Demonstrations that seem to lionize revolutionary violence have stoked anxiety and outrage among many Democrats, and they’re often full of rhetoric that’s hard to defend. Some readers, I imagine, would be thrilled to see Students for Justice in Palestine’s resources cut off. Whenever I write about the troubling civil liberties implications of attempts to rein in anti-Israel activism, my inbox fills up with furious insults, as well as thoughtful, plaintive emails from people who feel that the climate in academia has become intolerable for many Jews.

But it’s precisely because the protests regularly transgress mainstream sensitivities that the right finds it useful to target them as part of a broader political project. That’s particularly true at a time when so many left-leaning organizations have aligned themselves with the pro-Palestinian movement. As one consultant who works with progressive nonprofits put it to me, careless activists have given Republicans “a Hamas-sized terrorist wedge to go after our entire infrastructure.”

Republicans seem to be laying the foundation to do just that. Last week, James Comer, chair of the House Oversight Committee, announced an investigation into the “money trail” behind the campus protests. “It appears global elites are funding these hateful protests and pop-up tent cities,” he said. “These are the same groups that fund other radical agendas, including diminishing America’s energy production and pushing soft-on-crime policies that harm the American people.”

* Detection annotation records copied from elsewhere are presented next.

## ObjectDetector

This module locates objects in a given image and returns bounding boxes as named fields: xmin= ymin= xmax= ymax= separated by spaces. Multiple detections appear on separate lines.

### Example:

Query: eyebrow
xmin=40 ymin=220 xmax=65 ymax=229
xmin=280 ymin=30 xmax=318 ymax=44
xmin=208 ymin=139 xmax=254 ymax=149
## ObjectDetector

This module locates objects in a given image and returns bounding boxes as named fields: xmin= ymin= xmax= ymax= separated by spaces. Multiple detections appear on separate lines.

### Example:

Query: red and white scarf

Meanwhile, the House recently passed, 382-11, a bill that would allow the Treasury secretary to revoke the tax-exempt status of terrorist-supporting organizations.” Providing material support to terrorism is, of course, already illegal, and nonprofits that violate those laws should be shut down. But the House bill gives the executive branch the power to make these determinations unilaterally, and the measure is clearly aimed at funding for campus protests.

A November hearing of the House Ways and Means Committee at which the bill was discussed was full of dark insinuations about the forces behind Students for Justice in Palestine, which was presented as a terrorist front brainwashing naïve young Americans. An Arizona Republican, David Schweikert, spoke about the need to look at the tax code to ensure that “charitable giving, pretax monies,” are “doing good in the world and not ultimately financing evil.”

None of us, presumably, want to finance evil. The question is whether you want the government, particularly one controlled by Trump’s Republican Party, deciding what evil is. Mike Johnson, the House speaker, recently suggested that the F.B.I. investigate Soros’s role in the protests. A Trump F.B.I. wouldn’t need to be asked twice.